Erst seit ungefähr zwei Jahren gibt es innerhalb und im Umfeld der Solidaritätsplattform eine tiefere Auseinandersetzung mit dem Konzept des demokratischen Konföderalismus, welches zentral für den revolutionären Aufbau der Gesellschaften in Rojava bzw. der Föderation Nordsyrien ist. Das Ziel ist, die Diskussion über den positiven Bezugspunkt des demokratischen Konföderalismus, der demokratischen Nation bzw. der demokratischen Moderne weiter zu öffnen. Es sei die Erkenntnis gereift, dass der Kampf in Rojava als Spiegel für die demokratische Bewegung in Euskal Herria funktionieren kann – ein Ansatz über den Regionalismus hinaus. »Die Freiheitsbewegung in Kurdistan liefert uns Tools, wie wir das System um uns herum und das System in uns selbst überwinden können«, erläutern Aktivist*innen der Kurdistanekin Elkartasun Ekimena.

Eine wichtige Verschränkung des gemeinsamen Kampfes sei die antipatriarchale Auseinandersetzung, also die Beschäftigung mit Jineolojî für die in Euskal Herria sehr starke und präsente feministische Bewegung. Und das nicht erst seit dem erfolgreichen Frauen*streik am 8. März in diesem Jahr. Vor allem über gemeinsame Strategien gegen die Gewalt gegen Frauen* rücken die internationalen feministischen Kämpfe enger zusammen und beziehen sich aufeinander. Angesichts der allgemeinen Erkenntnis, dass das Patriarchat international sei, fanden bereits in einigen Orten in Euskal Herria mehrere Jineolojî-Seminare statt.
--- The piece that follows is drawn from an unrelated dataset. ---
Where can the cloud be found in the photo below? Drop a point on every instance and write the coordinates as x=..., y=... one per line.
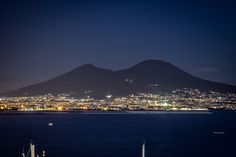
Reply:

Die Kurdistanekin Elkartasun Ekimena betont die tagespolitische Arbeit, wie zum Beispiel das Organisieren spontanerer Kundgebungen, die Beteiligung an internationalen Boykott-Kampagnen gegen den Türkei-Tourismus, die Zusammenarbeit mit anderen Plattformen wie Rojava Azadî aus Madrid, lokale Pressearbeit und die Notwendigkeit, stärker die einzelnen durch Nationalstaatsgrenzen getrennten Teile Kurdistans in den Blick zu nehmen. »Es sind viele verschiedene geografische Regionen in Mesopotamien, aber ein Kampf. Das sollten wir thematisieren!«

Perspektivisch will die Solidaritätsplattform in Bilbo stärker die offene Diskussion unter Aktivist*innen fördern und mehr Vernetzung auf parlamentarischer Ebene schaffen. Mit dem Ziel, »internationales Bewusstsein für die Kriegsrealität zu schaffen!« und um Druck auf die türkische Vertretung in Euskal Herria auszuüben. Dazu soll es schon bald eine Podiumsdiskussion mit der Bewegung der Zapatistas und der kurdischen Freiheitsbewegung geben. Es gibt gute Erfahrungen mit Veranstaltungen im Rahmen des Sozialforums an der Universität oder im Rahmen eines nun regelmäßig organisierten Kurdistan-Film-Festivals. Erst kürzlich, im November 2018, fand das jüngste Festival mit sehr guter Beteiligung statt.